The Washington-based organization studies the animals to map their movements and monitor their health.

"False killer whales have always been our highest priority species," Baird said.

Baird has studied the false killer whales since 2000, and said they face various threats — from entanglements in fishing nets to ingesting organic pollutants.

“Every adult male in the population that we’ve collected blubber biopsy samples from have levels of PCBs that are thought to be high enough to cause immunosuppression for the animals,” he said.

But, he adds, there are positive signs the species is healthy.

For the first time, the scientists used a drone in their research and captured amazing footage and photographs.

Baird said the animals that were surveyed look well-fed.

“One of the things we were really happy to see, there were two small calves in the second group we encountered,” he said.

That’s important because false killer whales have low reproductive rates.

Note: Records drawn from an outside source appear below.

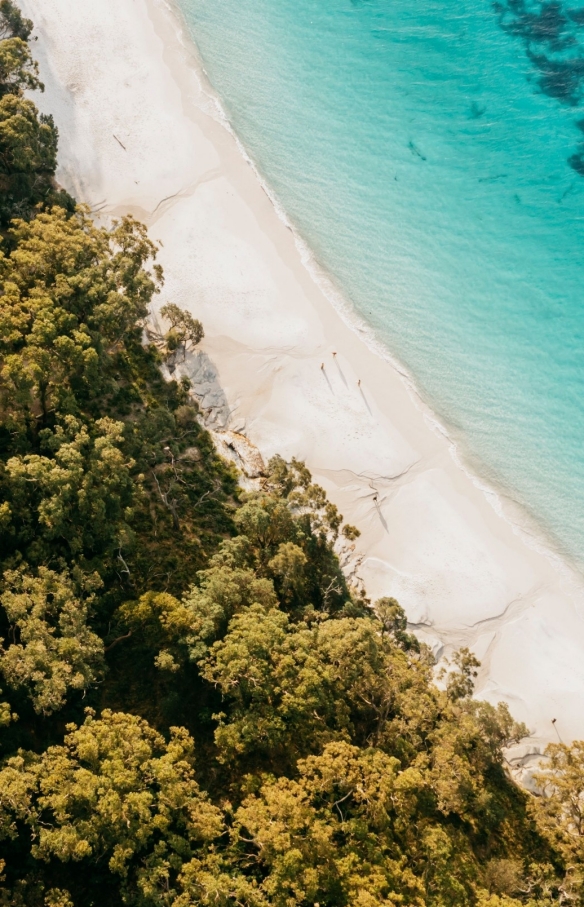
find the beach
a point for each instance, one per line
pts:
(284, 363)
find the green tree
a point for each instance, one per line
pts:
(52, 650)
(184, 330)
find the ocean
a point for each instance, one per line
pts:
(431, 154)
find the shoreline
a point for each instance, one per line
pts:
(464, 573)
(525, 523)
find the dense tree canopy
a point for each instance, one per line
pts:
(196, 709)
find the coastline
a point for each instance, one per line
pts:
(138, 135)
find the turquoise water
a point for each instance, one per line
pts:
(432, 155)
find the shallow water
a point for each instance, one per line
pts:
(432, 155)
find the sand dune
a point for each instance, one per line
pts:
(141, 133)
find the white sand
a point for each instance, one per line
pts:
(118, 73)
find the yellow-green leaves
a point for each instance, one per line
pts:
(50, 650)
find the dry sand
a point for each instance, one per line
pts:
(141, 133)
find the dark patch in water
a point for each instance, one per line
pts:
(476, 111)
(554, 44)
(576, 162)
(415, 150)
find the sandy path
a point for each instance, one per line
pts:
(139, 133)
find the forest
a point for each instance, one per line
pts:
(196, 709)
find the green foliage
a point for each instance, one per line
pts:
(53, 651)
(12, 22)
(184, 330)
(139, 581)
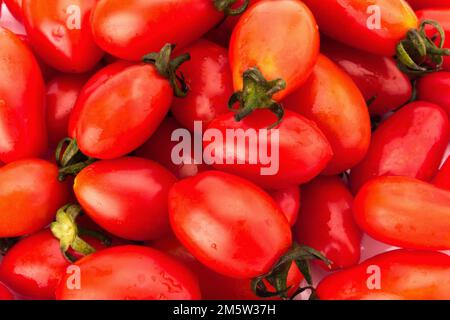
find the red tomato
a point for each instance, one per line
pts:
(62, 94)
(131, 273)
(288, 199)
(5, 294)
(304, 151)
(382, 84)
(160, 146)
(442, 16)
(331, 99)
(213, 215)
(127, 197)
(126, 29)
(326, 222)
(411, 143)
(22, 110)
(404, 274)
(350, 22)
(59, 31)
(15, 7)
(268, 50)
(30, 195)
(435, 87)
(404, 212)
(423, 4)
(442, 179)
(210, 281)
(210, 85)
(119, 109)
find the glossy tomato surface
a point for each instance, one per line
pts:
(126, 196)
(213, 215)
(404, 212)
(30, 195)
(331, 99)
(277, 58)
(131, 273)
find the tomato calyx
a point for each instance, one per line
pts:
(418, 54)
(70, 159)
(66, 230)
(257, 94)
(226, 6)
(277, 277)
(167, 68)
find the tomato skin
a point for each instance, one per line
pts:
(377, 77)
(119, 109)
(411, 143)
(210, 281)
(34, 266)
(159, 148)
(32, 183)
(5, 294)
(442, 179)
(346, 21)
(113, 195)
(210, 85)
(131, 273)
(125, 29)
(331, 99)
(304, 151)
(424, 4)
(326, 222)
(15, 7)
(291, 60)
(428, 274)
(23, 133)
(63, 46)
(435, 88)
(212, 214)
(442, 16)
(404, 212)
(288, 199)
(61, 96)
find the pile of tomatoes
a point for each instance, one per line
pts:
(93, 206)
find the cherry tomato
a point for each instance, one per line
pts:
(127, 197)
(30, 195)
(331, 99)
(210, 281)
(210, 85)
(350, 22)
(5, 294)
(288, 199)
(59, 31)
(131, 273)
(160, 146)
(411, 143)
(265, 25)
(213, 216)
(435, 87)
(304, 151)
(326, 222)
(382, 84)
(423, 4)
(15, 7)
(442, 179)
(62, 94)
(119, 109)
(22, 120)
(126, 29)
(404, 275)
(442, 16)
(404, 212)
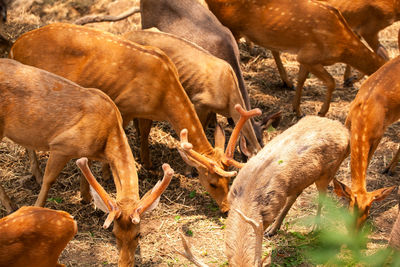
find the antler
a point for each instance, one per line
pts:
(149, 199)
(230, 148)
(188, 254)
(186, 148)
(114, 211)
(258, 230)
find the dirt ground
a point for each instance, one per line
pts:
(185, 206)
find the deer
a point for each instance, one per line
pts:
(94, 58)
(209, 82)
(193, 22)
(315, 32)
(375, 107)
(46, 112)
(35, 236)
(367, 19)
(394, 238)
(264, 190)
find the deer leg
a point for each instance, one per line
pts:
(273, 228)
(302, 76)
(392, 165)
(281, 69)
(143, 127)
(54, 166)
(327, 79)
(6, 201)
(34, 165)
(84, 185)
(322, 185)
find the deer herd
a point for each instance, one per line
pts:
(71, 90)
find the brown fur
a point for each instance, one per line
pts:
(35, 237)
(209, 81)
(315, 32)
(266, 187)
(376, 106)
(142, 81)
(43, 111)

A female bears one calf every six or seven years.

Scientists also flew the drone close enough to collect breath samples from the false killer whales as they surfaced and exhaled.

"We send those samples off to a lab in Seattle and they're going to look at what sort of microorganisms are living in its respiratory tract," Baird said.

Hawaii’s false killer whale population was two to three times larger in the 1980s. The animals were listed as endangered in 2012.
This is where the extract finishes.